From: adam hodgkin <[log in to unmask]>
Date: Tue22 Sep 2015 10:25:05 +0100

Jim

I hope you are going to write this up?

It is a very important topic and needs to be aired more widely.

Adam


On Tue, Sep 22, 2015 at 12:31 AM, LIBLICENSE <[log in to unmask]> wrote:

> From: "Jim O'Donnell" <[log in to unmask]>
> Date: Mon, 21 Sep 2015 17:05:33 -0400
>
> This will be my last obsession on the challenge of finding Ulysses on
> Amazon.
>
> On Saturday, Amazon made another try to find a good new paperback copy
> of Ulysses for me.  What they came up with was a Wordsworth edition
> from the UK for $1.45.  This has the merit of coming from a somewhat
> serious publisher, producing inexpensive copies of out-of-copyright
> classics.  Reader, I bought it -- don't actually need it, but for
> $1.45 (and free shipping with Prime), I couldn't resist.
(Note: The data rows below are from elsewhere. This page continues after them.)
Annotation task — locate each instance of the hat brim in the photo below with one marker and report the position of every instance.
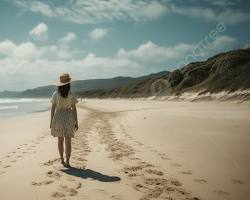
(62, 84)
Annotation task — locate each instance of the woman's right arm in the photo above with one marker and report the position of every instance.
(53, 108)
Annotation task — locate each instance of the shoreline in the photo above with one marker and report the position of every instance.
(122, 147)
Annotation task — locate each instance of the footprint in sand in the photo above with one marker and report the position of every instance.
(175, 182)
(53, 174)
(57, 195)
(175, 165)
(68, 191)
(200, 180)
(155, 172)
(188, 172)
(237, 181)
(165, 158)
(51, 162)
(221, 192)
(46, 182)
(6, 166)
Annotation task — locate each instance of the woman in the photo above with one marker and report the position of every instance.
(63, 121)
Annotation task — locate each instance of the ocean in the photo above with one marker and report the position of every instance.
(10, 107)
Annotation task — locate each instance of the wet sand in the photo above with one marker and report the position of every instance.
(132, 149)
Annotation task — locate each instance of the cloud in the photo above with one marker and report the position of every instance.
(40, 31)
(95, 11)
(152, 53)
(226, 15)
(98, 33)
(27, 65)
(7, 47)
(36, 7)
(154, 10)
(69, 37)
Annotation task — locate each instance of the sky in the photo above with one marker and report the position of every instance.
(41, 39)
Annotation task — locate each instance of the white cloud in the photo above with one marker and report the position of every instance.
(98, 33)
(154, 10)
(40, 31)
(36, 6)
(95, 11)
(228, 16)
(7, 47)
(68, 37)
(27, 65)
(150, 52)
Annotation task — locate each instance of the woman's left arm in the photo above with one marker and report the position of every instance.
(75, 115)
(53, 108)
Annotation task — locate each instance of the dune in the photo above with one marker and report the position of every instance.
(132, 149)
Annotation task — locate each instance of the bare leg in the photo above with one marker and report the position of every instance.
(68, 149)
(60, 148)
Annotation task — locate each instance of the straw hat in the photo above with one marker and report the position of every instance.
(64, 80)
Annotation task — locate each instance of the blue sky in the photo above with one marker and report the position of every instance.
(39, 40)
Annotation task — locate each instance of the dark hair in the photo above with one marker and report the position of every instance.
(64, 90)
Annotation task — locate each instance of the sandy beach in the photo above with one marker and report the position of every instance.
(132, 149)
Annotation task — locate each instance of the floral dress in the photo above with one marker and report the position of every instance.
(63, 122)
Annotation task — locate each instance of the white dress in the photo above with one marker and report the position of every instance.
(63, 122)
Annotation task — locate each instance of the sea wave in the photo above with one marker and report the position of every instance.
(9, 107)
(22, 100)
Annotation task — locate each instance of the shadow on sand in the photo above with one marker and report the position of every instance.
(88, 173)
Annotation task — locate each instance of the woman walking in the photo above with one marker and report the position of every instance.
(63, 121)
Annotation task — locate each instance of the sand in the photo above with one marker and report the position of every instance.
(132, 149)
I'll think a
> little about just how it makes sense to sell a book at that price at
> all and where the concept of profit has gone.  Which part of the $1.45
> pays for the printing and binding, which for the distribution to
> booksellers, and which part for the shipping to me?   (N.B.:  there's
> controversy about just how "out of copyright" Ulysses is and the
> family has been highly protective.  My experience suggests, however,
> that their protectiveness has been colossally ineffective.)
>
> So then I went to a bookstore.  Easy to spot:  big sign "Books"
> outside and lots of greeting cards, wrapping paper, and writers'
> supplies inside.  But behind them, the books.  It took me thirty
> seconds in the store to find what I was looking for:  Vintage books
> edition, near-exact reprint of the classic Modern Library edition with
> the judge's opinion from the 1930s freeing the book for American
> readers.  I photographed the ISBN and mailed it to myself.  No
> question:  this suited my needs exactly.
>
> Back to Amazon:  if I search for editions of Ulysses or even just
> paperback editions of Ulysses, I do not find the Vintage edition at
> all.  I do find its cover illustrated on one entry on page 13 of the
> hits, but that points only to four used copies priced each at more
> than $2,000 (two thousand dollars:  not a typo, but no explanation
> what could justify the price).  *If* I input the ISBN, I get the
> correct edition, for $12.45, Prime eligible.  It comes with other tabs
> for hardcover and ebook editions, but those tabs lead to editions that
> have nothing to do with the Vintage edition; if you then click the
> "paperback" tab on one of those pages, the click does not take you
> back to the Vintage edition but off into the great dismal swamp of
> other editions.  Don't blink or it disappears.  (A liblicense reader
> points me to an Oxford Worlds Classics edition:  it is similarly
> invisible to the basic search but available if you know the ISBN
> already.)
>
> I give up.  Amazon certainly has.  Better I should use a library.